On 12.11.2016 at 14:59, Nikita Popov wrote:
> There are two ways in which you can have code mixed with declarations. The
> first one is within a single "basic block", like this:
>
> int a = ...;
> b = ...;
> int c = ...;
> a = ...;
> float d = ...;
> // ...
>
> I can totally see how some many people might find this kind of code to be
> objectionable.
>
> However, the use-case that I have in mind is different -- it's the case
> where declarations **are** at the top of a block -- but its the top of a
> basic block in terms of control flow, not a block in terms of C syntax. To
> clarify what I mean by that: For a compiler (and arguably, a programmer),
> the control flow of
>
> if (...) {
> return;
> }
>
> // Basic block starts here, but not C block
> type var = ...;
>
> and of
>
> if (...) {
> return;
> } else {
> // Basic block starts here, and C block
> type var = ...;
> }
>
> is the same.

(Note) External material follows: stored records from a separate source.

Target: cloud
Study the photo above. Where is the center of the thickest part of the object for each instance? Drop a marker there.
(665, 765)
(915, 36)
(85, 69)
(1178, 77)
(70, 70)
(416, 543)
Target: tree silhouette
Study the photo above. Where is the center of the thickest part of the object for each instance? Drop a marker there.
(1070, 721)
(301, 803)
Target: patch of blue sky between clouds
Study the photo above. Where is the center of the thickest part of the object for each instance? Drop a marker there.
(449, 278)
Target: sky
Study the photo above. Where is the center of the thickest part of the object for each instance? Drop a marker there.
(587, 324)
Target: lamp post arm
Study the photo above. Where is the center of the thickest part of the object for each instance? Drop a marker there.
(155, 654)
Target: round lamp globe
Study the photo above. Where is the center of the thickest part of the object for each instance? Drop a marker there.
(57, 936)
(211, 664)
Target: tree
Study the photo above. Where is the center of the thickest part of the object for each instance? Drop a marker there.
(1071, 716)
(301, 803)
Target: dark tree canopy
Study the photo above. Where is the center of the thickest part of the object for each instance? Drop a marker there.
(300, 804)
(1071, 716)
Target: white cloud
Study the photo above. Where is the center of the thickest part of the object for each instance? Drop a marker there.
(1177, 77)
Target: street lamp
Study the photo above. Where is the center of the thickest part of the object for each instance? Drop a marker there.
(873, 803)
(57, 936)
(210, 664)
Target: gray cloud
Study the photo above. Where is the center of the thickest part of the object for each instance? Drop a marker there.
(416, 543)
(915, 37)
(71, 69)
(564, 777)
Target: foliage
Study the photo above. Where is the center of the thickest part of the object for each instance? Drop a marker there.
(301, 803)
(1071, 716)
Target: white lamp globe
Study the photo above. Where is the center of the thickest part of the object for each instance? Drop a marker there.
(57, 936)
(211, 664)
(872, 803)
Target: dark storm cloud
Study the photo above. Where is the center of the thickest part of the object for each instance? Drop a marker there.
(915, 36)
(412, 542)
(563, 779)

The declaration in both cases is at the top of a control-flow
> block. It just doesn't happen to coincide with a syntactic C block.
>
> This is the case I'm interested in.
>
> Anyway, I'll just leave this gem from our codebase here:
> https://github.com/php/php-src/blob/master/ext/standard/http_fopen_wrapper.c#L114
> (Some of those variables have 500 lines of code between declaration and
> first use)
In my humble opinion, inline declarations wouldn't make this code
understandable – there are simply way too many variables and the
function is way too large generally, and as such should be broken up.